Legalism has no pity on people. Legalism makes my opinion your burden, makes my opinion your boundary, makes my opinion your obligation.

—Max Lucado, Up Words, May 1993

One of the most serious problems facing the orthodox Christian church today is the problem of legalism. One of the most serious problems facing the church in Paul’s day was the problem of legalism. In every day it is the same. Legalism wrenches the joy of the Lord from the Christian believer, and with the joy of the Lord goes his power for vital worship and vibrant service. Nothing is left but cramped, somber, dull, and listless profession. The truth is betrayed, and the glorious name of the Lord becomes a synonym for a gloomy kill-joy. The Christian under law is a miserable parody of the real thing.

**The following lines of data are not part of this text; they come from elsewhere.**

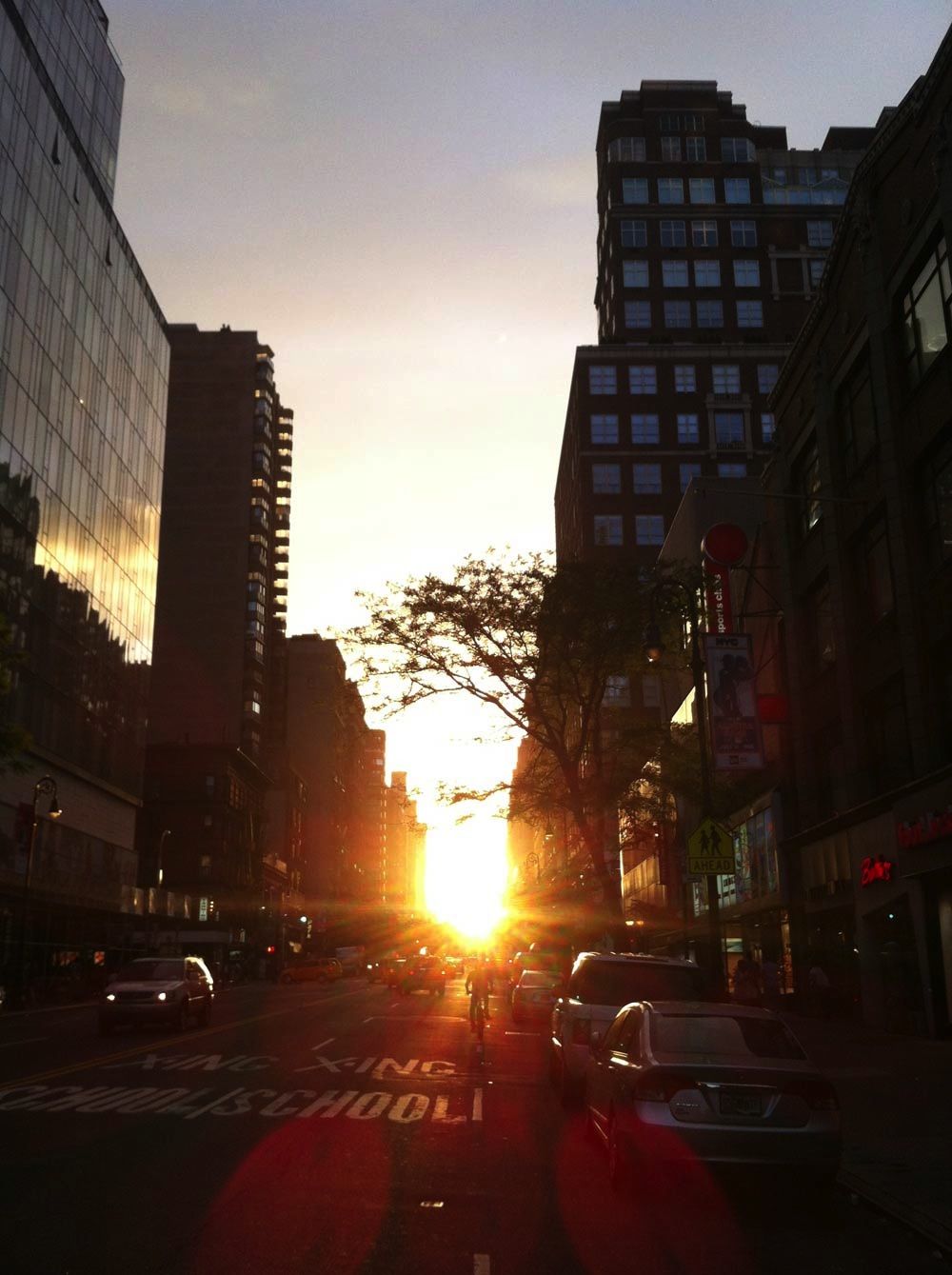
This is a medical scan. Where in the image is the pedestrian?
[761,956,780,1009]
[734,951,761,1005]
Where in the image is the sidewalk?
[783,1014,952,1252]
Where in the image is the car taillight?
[572,1019,591,1045]
[787,1080,840,1112]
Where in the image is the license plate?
[720,1094,761,1116]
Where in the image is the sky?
[105,0,952,842]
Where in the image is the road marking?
[0,992,360,1093]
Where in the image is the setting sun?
[426,819,507,941]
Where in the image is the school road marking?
[0,992,360,1093]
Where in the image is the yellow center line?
[0,992,369,1093]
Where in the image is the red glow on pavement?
[189,1116,392,1275]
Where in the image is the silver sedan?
[586,1001,842,1184]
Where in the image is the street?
[0,981,937,1275]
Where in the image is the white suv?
[549,952,708,1106]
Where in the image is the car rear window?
[569,962,704,1007]
[651,1014,806,1061]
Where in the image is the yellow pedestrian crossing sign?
[687,819,734,876]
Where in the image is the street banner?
[704,633,764,770]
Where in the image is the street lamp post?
[12,775,63,1009]
[645,579,724,992]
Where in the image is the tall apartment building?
[556,80,874,568]
[0,0,169,975]
[142,324,293,929]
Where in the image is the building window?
[720,138,753,163]
[595,514,624,545]
[714,411,745,448]
[757,364,780,394]
[674,364,697,394]
[697,301,724,328]
[836,353,876,474]
[662,138,681,161]
[806,222,834,248]
[695,254,720,289]
[658,177,684,204]
[861,519,895,624]
[631,411,660,445]
[678,411,700,444]
[635,464,662,496]
[588,364,618,394]
[591,462,622,496]
[734,261,761,289]
[737,301,764,328]
[902,238,952,385]
[625,301,651,328]
[628,364,658,394]
[724,177,750,204]
[591,414,618,443]
[608,138,647,163]
[691,222,718,248]
[602,674,631,708]
[685,138,707,163]
[621,218,647,248]
[711,364,741,394]
[622,261,648,289]
[622,177,647,204]
[635,514,664,545]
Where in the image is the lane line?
[0,992,358,1093]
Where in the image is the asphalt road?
[0,981,943,1275]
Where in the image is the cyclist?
[466,956,492,1031]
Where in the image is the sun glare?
[426,819,507,943]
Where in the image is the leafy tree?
[346,550,664,921]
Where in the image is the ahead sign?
[687,819,734,876]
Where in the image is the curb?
[836,1169,952,1256]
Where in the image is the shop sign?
[896,806,952,850]
[704,633,764,770]
[859,854,896,885]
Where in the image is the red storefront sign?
[896,806,952,850]
[859,854,895,885]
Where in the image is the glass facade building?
[0,0,169,937]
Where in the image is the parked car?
[512,969,562,1023]
[549,952,704,1106]
[97,956,215,1035]
[398,956,446,996]
[585,1001,840,1184]
[281,956,344,983]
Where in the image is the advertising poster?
[704,633,764,770]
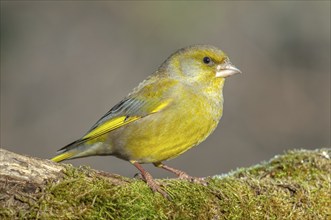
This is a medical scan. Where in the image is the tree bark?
[0,148,331,219]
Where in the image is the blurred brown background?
[0,1,330,177]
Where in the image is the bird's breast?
[110,90,222,163]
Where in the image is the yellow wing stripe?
[151,99,172,113]
[82,99,171,140]
[51,151,76,162]
[82,116,140,139]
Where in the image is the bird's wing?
[82,98,171,141]
[58,75,176,154]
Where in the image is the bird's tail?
[51,140,85,162]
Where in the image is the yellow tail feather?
[51,151,76,162]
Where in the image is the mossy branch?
[0,148,331,219]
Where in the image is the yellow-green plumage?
[52,45,240,196]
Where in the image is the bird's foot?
[178,171,208,186]
[132,162,170,199]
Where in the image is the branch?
[0,148,331,219]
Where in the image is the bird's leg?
[130,161,169,198]
[153,162,205,184]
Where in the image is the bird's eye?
[203,57,211,64]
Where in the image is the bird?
[51,44,241,197]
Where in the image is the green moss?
[0,149,331,219]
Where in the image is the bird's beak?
[216,62,241,78]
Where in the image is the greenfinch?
[52,45,244,196]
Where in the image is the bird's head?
[161,45,241,85]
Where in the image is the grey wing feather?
[87,98,146,133]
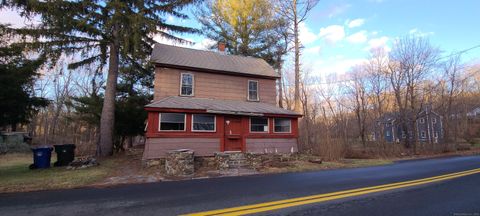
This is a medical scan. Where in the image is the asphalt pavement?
[0,156,480,216]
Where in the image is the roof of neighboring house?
[150,43,280,78]
[146,96,301,116]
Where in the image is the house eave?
[155,63,280,80]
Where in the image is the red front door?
[225,116,243,151]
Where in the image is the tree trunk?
[97,27,119,156]
[293,2,301,112]
[278,65,283,108]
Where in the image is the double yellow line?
[188,168,480,216]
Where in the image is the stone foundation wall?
[246,138,298,154]
[165,149,195,176]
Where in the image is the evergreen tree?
[0,26,48,131]
[3,0,195,156]
[197,0,287,66]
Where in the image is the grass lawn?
[0,154,115,193]
[262,159,393,173]
[0,154,392,193]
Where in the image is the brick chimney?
[218,42,225,53]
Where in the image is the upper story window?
[159,113,185,131]
[180,73,194,96]
[248,80,259,101]
[192,114,215,132]
[250,117,268,132]
[273,118,292,133]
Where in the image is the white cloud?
[347,19,365,28]
[304,46,321,55]
[167,15,175,23]
[366,36,391,52]
[0,8,40,28]
[408,28,435,37]
[310,56,367,78]
[347,30,367,43]
[319,25,345,43]
[192,38,216,50]
[298,22,318,45]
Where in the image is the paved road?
[0,156,480,216]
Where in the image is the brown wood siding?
[154,67,277,104]
[143,138,220,159]
[246,138,298,153]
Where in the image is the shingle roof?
[150,43,279,78]
[146,96,300,116]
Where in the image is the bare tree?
[388,37,439,153]
[278,0,319,112]
[347,66,370,150]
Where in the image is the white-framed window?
[420,131,427,138]
[158,113,186,131]
[180,73,195,96]
[192,114,217,132]
[250,117,269,133]
[248,80,259,101]
[273,118,292,133]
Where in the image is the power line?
[287,44,480,86]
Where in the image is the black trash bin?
[29,146,53,169]
[53,144,75,166]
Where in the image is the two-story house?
[144,44,301,159]
[373,106,443,143]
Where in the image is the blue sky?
[0,0,480,76]
[163,0,480,77]
[296,0,480,75]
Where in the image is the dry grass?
[261,159,393,173]
[0,154,116,193]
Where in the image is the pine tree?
[0,25,48,131]
[3,0,196,156]
[197,0,286,66]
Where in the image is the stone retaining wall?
[165,149,195,176]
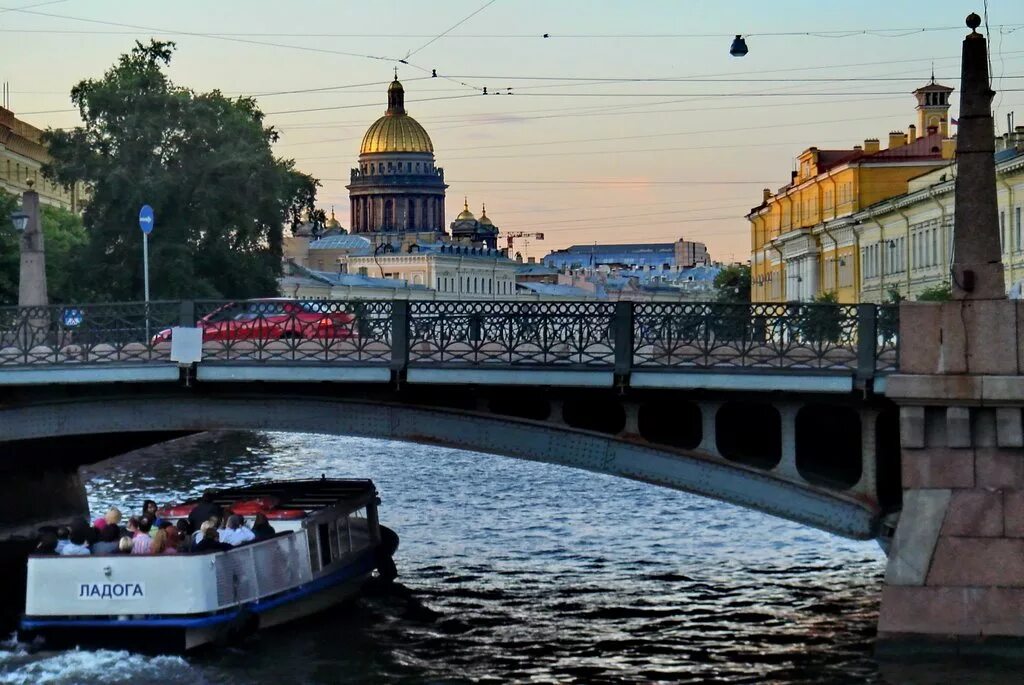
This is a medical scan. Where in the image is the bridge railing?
[0,299,899,378]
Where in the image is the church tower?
[913,74,953,138]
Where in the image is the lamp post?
[10,180,49,307]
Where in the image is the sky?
[0,0,1024,262]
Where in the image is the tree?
[714,264,751,302]
[43,41,319,300]
[918,283,953,302]
[0,191,93,304]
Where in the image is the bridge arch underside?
[0,386,899,540]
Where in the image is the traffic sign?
[138,205,156,236]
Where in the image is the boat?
[19,477,397,652]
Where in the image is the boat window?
[306,527,319,573]
[316,523,331,567]
[338,516,352,554]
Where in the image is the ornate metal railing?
[0,299,899,378]
[409,302,614,367]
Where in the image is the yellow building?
[746,80,955,302]
[0,106,83,212]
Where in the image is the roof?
[309,234,371,251]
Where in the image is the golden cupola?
[359,76,434,155]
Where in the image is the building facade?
[0,106,85,212]
[347,77,447,234]
[746,79,955,302]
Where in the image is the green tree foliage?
[0,191,94,304]
[714,264,751,302]
[43,41,319,300]
[918,283,953,302]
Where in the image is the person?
[56,525,71,554]
[131,516,153,554]
[188,490,220,542]
[253,512,278,543]
[193,516,220,545]
[92,525,121,554]
[33,530,57,554]
[92,507,121,530]
[193,521,231,554]
[220,514,256,547]
[150,527,178,554]
[59,525,89,557]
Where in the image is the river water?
[0,433,1017,685]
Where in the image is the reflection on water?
[0,433,997,684]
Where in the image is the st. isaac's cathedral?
[346,76,499,250]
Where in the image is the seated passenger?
[220,514,256,547]
[253,512,278,542]
[131,516,153,554]
[193,516,220,545]
[92,525,121,554]
[32,530,57,554]
[56,525,71,554]
[188,490,220,532]
[59,525,89,557]
[193,523,231,554]
[150,528,178,554]
[92,507,121,530]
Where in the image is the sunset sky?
[0,0,1024,261]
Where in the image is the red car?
[154,299,355,342]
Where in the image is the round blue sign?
[138,205,156,234]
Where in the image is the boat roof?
[199,478,377,509]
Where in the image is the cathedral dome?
[359,77,434,155]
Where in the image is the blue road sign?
[138,205,157,236]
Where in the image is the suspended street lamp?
[729,34,748,57]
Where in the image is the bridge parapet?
[0,299,898,390]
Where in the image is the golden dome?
[455,199,476,221]
[359,77,434,155]
[480,205,495,226]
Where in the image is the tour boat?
[20,478,397,651]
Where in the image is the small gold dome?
[455,199,476,221]
[480,205,495,226]
[359,77,434,155]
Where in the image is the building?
[847,126,1024,302]
[347,75,447,242]
[0,106,85,212]
[544,239,711,271]
[746,78,955,302]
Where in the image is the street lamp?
[10,210,29,233]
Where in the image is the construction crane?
[505,230,544,259]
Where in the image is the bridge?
[0,300,900,539]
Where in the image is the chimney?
[942,138,956,160]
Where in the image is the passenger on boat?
[150,528,178,554]
[131,516,153,554]
[33,530,57,554]
[193,523,231,554]
[92,507,121,530]
[56,525,71,554]
[253,512,278,543]
[92,525,121,554]
[220,514,256,547]
[193,516,220,545]
[188,490,220,532]
[59,525,89,557]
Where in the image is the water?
[0,433,966,685]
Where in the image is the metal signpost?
[138,205,156,343]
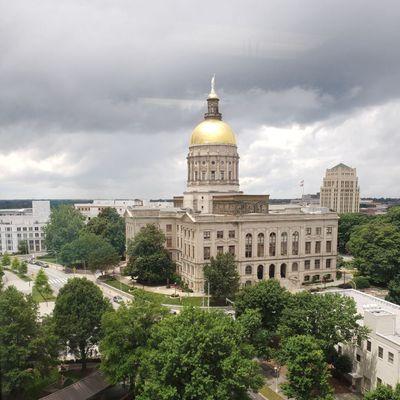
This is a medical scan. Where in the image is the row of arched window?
[245,232,299,258]
[245,262,299,280]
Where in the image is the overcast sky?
[0,0,400,199]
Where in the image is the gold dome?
[190,119,236,146]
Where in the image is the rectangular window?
[326,240,332,253]
[203,247,210,260]
[378,346,383,358]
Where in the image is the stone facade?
[320,164,360,213]
[125,82,338,292]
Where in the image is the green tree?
[11,257,19,271]
[18,260,28,275]
[136,308,263,400]
[86,207,126,257]
[0,264,4,290]
[126,224,175,283]
[384,206,400,230]
[348,221,400,285]
[281,336,334,400]
[364,385,400,400]
[33,268,53,300]
[278,292,367,357]
[53,278,111,369]
[204,253,239,302]
[235,279,290,333]
[100,299,166,395]
[18,240,29,254]
[0,286,59,399]
[338,213,371,254]
[385,275,400,305]
[44,204,84,255]
[59,232,119,271]
[1,253,11,267]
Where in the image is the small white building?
[0,200,50,254]
[74,199,143,222]
[336,289,400,393]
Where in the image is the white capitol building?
[125,82,338,292]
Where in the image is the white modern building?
[0,200,50,254]
[336,289,400,393]
[74,199,143,221]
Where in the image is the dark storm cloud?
[0,0,400,197]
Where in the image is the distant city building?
[321,164,360,213]
[360,199,390,215]
[0,200,50,254]
[126,79,338,292]
[74,199,143,221]
[337,289,400,393]
[290,193,320,206]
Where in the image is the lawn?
[36,254,58,264]
[32,287,55,303]
[106,279,203,306]
[260,385,283,400]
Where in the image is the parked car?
[113,296,124,304]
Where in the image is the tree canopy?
[100,298,166,395]
[0,286,59,399]
[338,213,371,254]
[44,204,84,255]
[204,253,239,302]
[53,278,111,369]
[85,207,126,257]
[136,308,263,400]
[235,279,290,332]
[59,232,119,271]
[278,292,366,357]
[348,221,400,285]
[281,335,334,400]
[126,224,175,283]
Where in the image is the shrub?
[333,354,353,374]
[338,283,353,289]
[353,276,371,289]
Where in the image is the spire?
[204,74,222,120]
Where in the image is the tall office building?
[321,163,360,213]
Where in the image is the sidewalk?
[115,275,204,297]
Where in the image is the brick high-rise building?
[321,163,360,213]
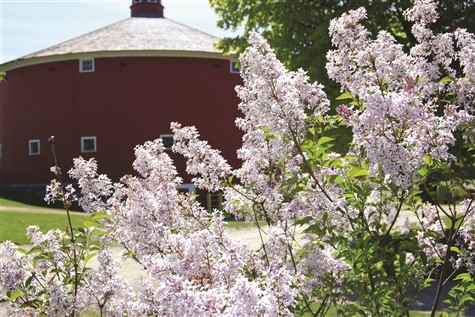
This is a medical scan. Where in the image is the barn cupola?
[130,0,164,18]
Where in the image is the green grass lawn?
[0,198,86,244]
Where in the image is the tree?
[210,0,475,98]
[0,0,475,317]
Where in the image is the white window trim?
[81,136,97,153]
[229,61,241,74]
[79,58,96,73]
[28,139,41,155]
[160,134,175,150]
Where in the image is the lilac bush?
[0,0,475,316]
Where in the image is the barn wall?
[0,57,241,184]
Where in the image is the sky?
[0,0,238,64]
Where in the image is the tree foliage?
[210,0,475,100]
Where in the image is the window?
[160,134,175,150]
[79,58,94,73]
[206,192,223,212]
[28,139,41,155]
[81,136,97,152]
[229,61,241,73]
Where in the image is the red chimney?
[130,0,164,18]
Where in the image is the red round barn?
[0,0,241,200]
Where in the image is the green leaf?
[439,76,454,84]
[317,136,335,146]
[450,246,460,254]
[84,220,98,229]
[84,253,96,264]
[8,289,26,303]
[346,166,369,178]
[89,229,106,238]
[336,92,354,100]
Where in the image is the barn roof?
[20,17,219,59]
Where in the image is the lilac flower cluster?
[0,0,475,316]
[327,0,475,188]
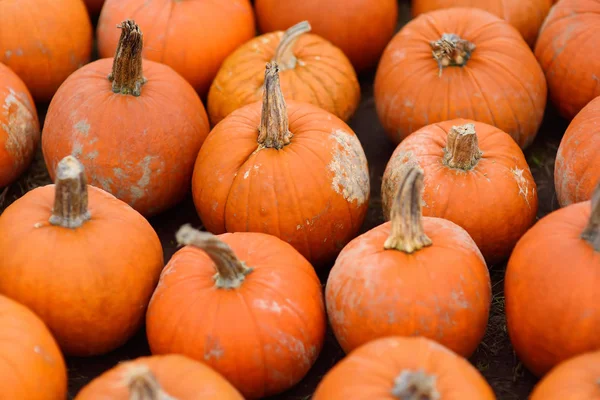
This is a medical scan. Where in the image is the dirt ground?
[0,1,568,400]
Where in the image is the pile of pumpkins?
[0,0,600,400]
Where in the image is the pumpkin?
[374,7,547,148]
[411,0,552,47]
[0,62,40,188]
[312,336,496,400]
[192,63,370,267]
[0,0,92,102]
[254,0,398,72]
[207,21,360,125]
[381,119,538,264]
[42,20,209,216]
[75,354,244,400]
[554,97,600,207]
[0,156,163,356]
[530,351,600,400]
[0,296,67,400]
[504,180,600,376]
[146,225,326,399]
[97,0,255,96]
[535,0,600,119]
[325,166,491,357]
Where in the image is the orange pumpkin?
[0,156,163,356]
[42,21,209,216]
[208,21,360,125]
[325,166,491,357]
[254,0,398,72]
[0,62,40,188]
[554,97,600,207]
[146,226,326,399]
[374,8,547,148]
[75,354,244,400]
[504,183,600,376]
[0,0,92,102]
[312,337,496,400]
[97,0,255,96]
[535,0,600,119]
[529,351,600,400]
[192,63,369,266]
[0,296,67,400]
[411,0,552,47]
[381,119,538,264]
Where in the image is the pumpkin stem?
[49,156,91,228]
[124,364,177,400]
[383,166,431,254]
[272,21,311,71]
[108,19,146,96]
[581,183,600,252]
[392,370,441,400]
[429,33,475,76]
[443,124,483,171]
[175,224,252,289]
[258,61,292,150]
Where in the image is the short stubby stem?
[273,21,311,71]
[49,156,91,229]
[392,370,441,400]
[258,62,292,150]
[384,166,432,254]
[429,33,475,76]
[581,182,600,252]
[108,20,146,96]
[175,224,252,289]
[443,123,483,171]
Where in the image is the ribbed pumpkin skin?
[535,0,600,119]
[554,97,600,207]
[254,0,398,72]
[97,0,255,96]
[208,31,360,125]
[529,351,600,400]
[0,64,40,188]
[75,354,244,400]
[312,336,496,400]
[0,0,92,102]
[375,8,547,148]
[412,0,552,47]
[0,296,67,400]
[504,202,600,377]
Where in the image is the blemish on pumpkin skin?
[328,129,370,206]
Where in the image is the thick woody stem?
[49,156,91,228]
[429,33,475,76]
[125,364,177,400]
[392,370,441,400]
[383,166,431,254]
[272,21,311,71]
[108,19,146,96]
[258,62,292,150]
[443,124,483,171]
[175,224,252,289]
[581,183,600,252]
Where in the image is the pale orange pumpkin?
[504,183,600,377]
[325,166,491,357]
[312,336,496,400]
[146,226,326,399]
[0,156,163,359]
[75,354,244,400]
[0,62,40,188]
[0,292,67,400]
[381,119,538,264]
[208,21,360,125]
[192,63,370,267]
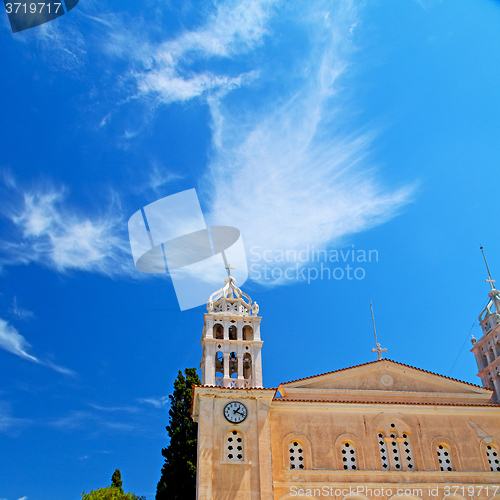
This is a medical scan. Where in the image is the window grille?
[288,441,305,469]
[226,431,243,462]
[436,444,453,471]
[342,442,358,470]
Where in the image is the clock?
[224,401,247,424]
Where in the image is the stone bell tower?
[471,247,500,402]
[200,267,263,388]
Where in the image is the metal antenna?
[370,301,387,360]
[479,247,495,290]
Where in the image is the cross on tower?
[484,276,495,290]
[479,247,495,290]
[370,302,387,360]
[372,342,387,359]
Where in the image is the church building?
[192,275,500,500]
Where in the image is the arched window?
[229,325,238,340]
[342,441,358,470]
[215,351,224,387]
[486,444,500,472]
[288,441,305,469]
[214,323,224,340]
[378,432,389,470]
[243,352,252,380]
[389,432,402,470]
[377,419,416,471]
[243,325,253,340]
[401,432,415,470]
[436,443,453,471]
[225,430,244,462]
[229,352,238,377]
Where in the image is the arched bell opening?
[215,351,224,378]
[229,352,238,378]
[243,352,252,380]
[229,325,238,340]
[214,323,224,340]
[243,325,253,340]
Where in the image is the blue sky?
[0,0,500,500]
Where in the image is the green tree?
[111,469,123,493]
[156,368,201,500]
[82,486,142,500]
[82,469,146,500]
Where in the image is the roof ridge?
[273,397,500,407]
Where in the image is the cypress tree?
[156,368,201,500]
[111,469,123,493]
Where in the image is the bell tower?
[471,247,500,402]
[200,266,263,388]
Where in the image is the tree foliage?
[82,469,146,500]
[156,368,201,500]
[82,486,145,500]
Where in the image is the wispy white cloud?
[104,0,277,103]
[0,401,31,433]
[204,0,414,278]
[0,184,133,276]
[138,396,168,408]
[8,295,35,319]
[0,318,76,376]
[146,165,183,193]
[0,318,39,363]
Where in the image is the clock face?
[224,401,247,424]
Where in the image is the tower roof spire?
[480,247,495,290]
[207,264,259,315]
[370,301,387,360]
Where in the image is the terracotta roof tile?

—S. Lewis Johnson, “The Paralysis of Legalism,” Bibliotheca Sacra, April–June 1963

Romans 9:22–33 NKJV
22 What if God, wanting to show His wrath and to make His power known, endured with much longsuffering the vessels of wrath prepared for destruction, 23 and that He might make known the riches of His glory on the vessels of mercy, which He had prepared beforehand for glory, 24 even us whom He called, not of the Jews only, but also of the Gentiles? 25 As He says also in Hosea: “I will call them My people, who were not My people, And her beloved, who was not beloved.” 26 “And it shall come to pass in the place where it was said to them, You are not My people,’ There they shall be called sons of the living God.” 27 Isaiah also cries out concerning Israel: “Though the number of the children of Israel be as the sand of the sea, The remnant will be saved. 28 For He will finish the work and cut it short in righteousness, Because the Lord will make a short work upon the earth.” 29 And as Isaiah said before: “Unless the Lord of Sabaoth had left us a seed, We would have become like Sodom, And we would have been made like Gomorrah.” 30 What shall we say then? That Gentiles, who did not pursue righteousness, have attained to righteousness, even the righteousness of faith; 31 but Israel, pursuing the law of righteousness, has not attained to the law of righteousness. 32 Why? Because they did not seek it by faith, but as it were, by the works of the law. For they stumbled at that stumbling stone. 33 As it is written: “Behold, I lay in Zion a stumbling stone and rock of offense, And whoever believes on Him will not be put to shame.”
“We receive the benefits of the gospel even though we never sought them. It is not in our nature to pursue the things of God. The Gentiles, to whom Paul is writing here in Romans, had no clue about the history of redemption. They were not concerned with studying the Old Testament Scriptures. They did not care about the Law of Moses; they were not pursuing the righteousness of God. In God’s mercy they found what they had not pursued.” Sproul, R. C. (2009). Romans (p. 344). Wheaton, IL: Crossway.
There was an acceptance that God could and would call a variety of people; people we would have least expected that God would use.
Legalists have no such expectation. They have it clear in their mind, from generation to generation, how they expect Christians to live and behave.
What is legalism?
legalism. The conception of *ethics that identifies *morality with the strict observance of *laws or that views adherence to moral codes as defining the boundaries of a *community. Religious legalism focuses on *obedience to laws or moral codes based on the assumption that such obedience is a means of gaining divine favor. Pocket Dictionary Ethics
Legalism is man’s attempt to find a direct path to salvation without seeing the need for repentance
Legalism tells someone that if they toe the line in a particular standard not necessarily from God then they are accepted.
Legalism also gives no hope to those who appear as evil and unforgivable in the eyes of their judges.
Legalism says if I am right with my attitude toward godliness. But in their hearts, they are darkened. (Matt 23:27-28).
Legalism says, I am right in my actions because I belong to God. Truth is, their actions show no love for Christ nor others.
Cross References on Legalism Matt 23:27-28; 2 Corinthians 3:12-18; Galatians 2:17-21; James 2:8-13

Christ Jesus came to free us from legalism and the false narratives that come with it.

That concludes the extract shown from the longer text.